Ultimately, the Kingdom would like to localize 50% of the military equipment it buys. Specifically, Saudi Arabia seeks ‘direct investment and strategic partnerships with leading companies in this sector.’ To accomplish this, the Kingdom intends to negotiate new military contracts to include local manufacturing elements. While Saudi Arabia may not be building its own brand of fighter jets by 2030, it could certainly become a major supplier of guns, ammunition, or other small scale military equipment by then.

Amotz Asa-El, a senior commentator at Marketwatch, suggested it is unlikely that Saudi manufacturers could compete in the global defense industry:

That makes no sense. What will Saudi Arabia’s workers manufacture that will supply so much of this compulsive arms-purchaser’s buying list: Apache gunships? F-16s? The transition the Saudis seek must start where Japan’s, Turkey’s, and China’s industrial revolutions started: low tech.

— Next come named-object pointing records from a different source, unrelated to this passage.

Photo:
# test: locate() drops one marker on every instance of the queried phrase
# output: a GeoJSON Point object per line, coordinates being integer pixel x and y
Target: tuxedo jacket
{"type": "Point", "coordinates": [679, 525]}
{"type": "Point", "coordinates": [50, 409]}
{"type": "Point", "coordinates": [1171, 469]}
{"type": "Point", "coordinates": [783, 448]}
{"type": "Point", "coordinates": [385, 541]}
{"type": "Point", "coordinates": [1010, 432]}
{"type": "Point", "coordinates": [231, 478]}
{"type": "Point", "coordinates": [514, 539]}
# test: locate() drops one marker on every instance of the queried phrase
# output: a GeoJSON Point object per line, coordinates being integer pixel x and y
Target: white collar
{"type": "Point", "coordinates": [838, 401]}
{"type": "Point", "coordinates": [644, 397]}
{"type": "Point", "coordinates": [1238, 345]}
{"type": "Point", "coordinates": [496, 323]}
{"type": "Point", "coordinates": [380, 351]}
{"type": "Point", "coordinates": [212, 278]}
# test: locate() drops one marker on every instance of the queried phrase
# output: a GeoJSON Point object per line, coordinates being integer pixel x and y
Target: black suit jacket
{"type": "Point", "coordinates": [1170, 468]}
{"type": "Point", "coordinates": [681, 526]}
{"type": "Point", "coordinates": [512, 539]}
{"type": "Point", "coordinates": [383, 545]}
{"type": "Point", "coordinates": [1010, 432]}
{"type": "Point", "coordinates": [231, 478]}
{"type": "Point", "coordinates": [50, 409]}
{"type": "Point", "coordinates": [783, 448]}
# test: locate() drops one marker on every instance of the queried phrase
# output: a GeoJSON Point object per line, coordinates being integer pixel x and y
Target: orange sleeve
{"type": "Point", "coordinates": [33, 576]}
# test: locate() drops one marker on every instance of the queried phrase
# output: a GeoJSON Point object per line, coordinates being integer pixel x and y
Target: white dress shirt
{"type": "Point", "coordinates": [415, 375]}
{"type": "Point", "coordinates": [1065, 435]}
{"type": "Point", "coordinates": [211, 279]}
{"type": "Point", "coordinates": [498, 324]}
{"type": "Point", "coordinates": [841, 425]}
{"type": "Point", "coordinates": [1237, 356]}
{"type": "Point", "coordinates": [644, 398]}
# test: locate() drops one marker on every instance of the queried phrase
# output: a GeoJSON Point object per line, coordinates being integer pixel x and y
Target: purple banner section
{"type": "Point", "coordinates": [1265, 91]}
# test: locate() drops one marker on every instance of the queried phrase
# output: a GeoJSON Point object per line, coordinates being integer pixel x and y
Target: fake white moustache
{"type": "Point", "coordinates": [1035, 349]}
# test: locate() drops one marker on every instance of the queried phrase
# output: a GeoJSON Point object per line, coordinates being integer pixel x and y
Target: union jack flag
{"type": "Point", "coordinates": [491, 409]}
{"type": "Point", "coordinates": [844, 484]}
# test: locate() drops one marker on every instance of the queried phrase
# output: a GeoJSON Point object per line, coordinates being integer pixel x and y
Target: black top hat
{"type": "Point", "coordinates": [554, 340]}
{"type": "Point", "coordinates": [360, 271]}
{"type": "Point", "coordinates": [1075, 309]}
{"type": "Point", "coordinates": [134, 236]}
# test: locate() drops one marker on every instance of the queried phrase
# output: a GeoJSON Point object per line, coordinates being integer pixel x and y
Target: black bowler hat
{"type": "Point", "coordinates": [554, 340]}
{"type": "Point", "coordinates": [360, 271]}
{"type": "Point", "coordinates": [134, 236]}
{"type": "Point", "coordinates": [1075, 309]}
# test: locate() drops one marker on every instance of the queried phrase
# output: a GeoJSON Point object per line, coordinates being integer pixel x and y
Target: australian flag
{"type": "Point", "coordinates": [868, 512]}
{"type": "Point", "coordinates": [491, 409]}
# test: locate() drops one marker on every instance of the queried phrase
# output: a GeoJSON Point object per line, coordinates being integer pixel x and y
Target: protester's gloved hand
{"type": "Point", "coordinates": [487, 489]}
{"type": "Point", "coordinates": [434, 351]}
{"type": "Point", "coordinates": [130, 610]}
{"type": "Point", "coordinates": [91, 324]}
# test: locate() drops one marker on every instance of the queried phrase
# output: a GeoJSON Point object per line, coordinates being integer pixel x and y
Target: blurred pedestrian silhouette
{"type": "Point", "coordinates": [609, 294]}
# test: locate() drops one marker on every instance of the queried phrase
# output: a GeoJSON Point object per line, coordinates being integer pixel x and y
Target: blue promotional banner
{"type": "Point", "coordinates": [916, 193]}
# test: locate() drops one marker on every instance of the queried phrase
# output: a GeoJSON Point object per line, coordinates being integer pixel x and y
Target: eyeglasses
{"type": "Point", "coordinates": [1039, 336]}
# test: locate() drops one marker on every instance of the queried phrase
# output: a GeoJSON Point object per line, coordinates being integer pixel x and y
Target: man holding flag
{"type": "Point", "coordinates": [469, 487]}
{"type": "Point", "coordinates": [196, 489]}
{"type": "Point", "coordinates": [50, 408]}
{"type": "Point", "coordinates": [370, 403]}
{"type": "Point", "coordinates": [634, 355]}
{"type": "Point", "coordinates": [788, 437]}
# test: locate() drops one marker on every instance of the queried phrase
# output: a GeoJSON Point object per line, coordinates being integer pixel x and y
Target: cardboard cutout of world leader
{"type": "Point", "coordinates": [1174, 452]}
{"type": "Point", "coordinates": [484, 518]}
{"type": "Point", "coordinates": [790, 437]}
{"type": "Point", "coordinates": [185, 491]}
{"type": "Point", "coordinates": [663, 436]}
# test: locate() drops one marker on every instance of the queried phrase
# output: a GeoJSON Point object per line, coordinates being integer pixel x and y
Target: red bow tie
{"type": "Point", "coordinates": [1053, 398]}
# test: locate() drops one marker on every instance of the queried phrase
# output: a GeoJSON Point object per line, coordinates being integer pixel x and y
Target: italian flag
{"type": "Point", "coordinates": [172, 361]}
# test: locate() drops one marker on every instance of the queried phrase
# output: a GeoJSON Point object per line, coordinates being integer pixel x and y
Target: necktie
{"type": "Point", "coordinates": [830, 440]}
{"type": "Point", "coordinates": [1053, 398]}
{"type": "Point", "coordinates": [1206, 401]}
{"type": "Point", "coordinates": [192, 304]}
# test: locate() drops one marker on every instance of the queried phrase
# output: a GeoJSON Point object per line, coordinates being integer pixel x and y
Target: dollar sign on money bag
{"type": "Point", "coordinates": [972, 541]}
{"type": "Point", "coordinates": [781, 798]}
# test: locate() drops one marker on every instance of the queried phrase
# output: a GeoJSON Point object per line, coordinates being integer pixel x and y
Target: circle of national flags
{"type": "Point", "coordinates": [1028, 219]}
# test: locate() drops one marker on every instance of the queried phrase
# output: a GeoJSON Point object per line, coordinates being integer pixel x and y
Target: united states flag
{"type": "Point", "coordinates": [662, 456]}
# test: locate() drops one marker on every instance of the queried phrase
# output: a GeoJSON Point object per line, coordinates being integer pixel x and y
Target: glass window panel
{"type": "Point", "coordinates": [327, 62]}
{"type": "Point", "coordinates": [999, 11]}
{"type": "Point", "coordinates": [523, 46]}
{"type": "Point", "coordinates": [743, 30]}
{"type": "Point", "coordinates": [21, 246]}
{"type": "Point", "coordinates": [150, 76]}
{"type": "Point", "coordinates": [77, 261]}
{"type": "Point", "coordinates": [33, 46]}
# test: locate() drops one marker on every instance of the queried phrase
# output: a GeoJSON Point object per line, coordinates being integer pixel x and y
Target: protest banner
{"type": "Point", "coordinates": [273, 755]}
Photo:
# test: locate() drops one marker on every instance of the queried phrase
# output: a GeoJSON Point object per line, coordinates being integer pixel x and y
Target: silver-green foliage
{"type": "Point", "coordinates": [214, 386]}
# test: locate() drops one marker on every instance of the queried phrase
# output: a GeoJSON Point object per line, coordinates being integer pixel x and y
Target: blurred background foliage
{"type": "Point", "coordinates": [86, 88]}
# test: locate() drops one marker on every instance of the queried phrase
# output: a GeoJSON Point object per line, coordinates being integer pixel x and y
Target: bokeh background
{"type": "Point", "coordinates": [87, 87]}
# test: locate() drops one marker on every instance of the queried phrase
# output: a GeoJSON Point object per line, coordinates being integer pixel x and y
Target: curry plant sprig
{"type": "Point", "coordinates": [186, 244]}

Likewise, Jim Rogers, an international investment expert, cast doubt on Saudi Arabia’s ability to develop a robust tourist economy.

“[W]ho is going to go there if they are not allowed to go to Mecca and Medina; they cannot go to the beach; women cannot sit in a restaurant with men,” he told RT. “The restrictions are absurd. Now, if they break down those restrictions, there would be a gigantic tourist boom in Saudi Arabia, at least for a few years, because everybody would like to see it.”

Women are routinely oppressed in Saudi Arabia, including a ban on driving cars, and a Saudi representative recently told the United Nations Human Rights Council that LGBT people have no human rights under international law.

Overall, Rogers cast doubt on the country’s ability to stave off economic upheaval:

I’ve struggled a lot to find an example in the history of a country that was so reliant on one commodity and was able to do a turnaround without a lot of upheaval. … [T]hey normally have to go through a very, very painful industrial and technological reconversion and it takes a lot of time and it takes many, many companies failing before the new economy starts to kick in.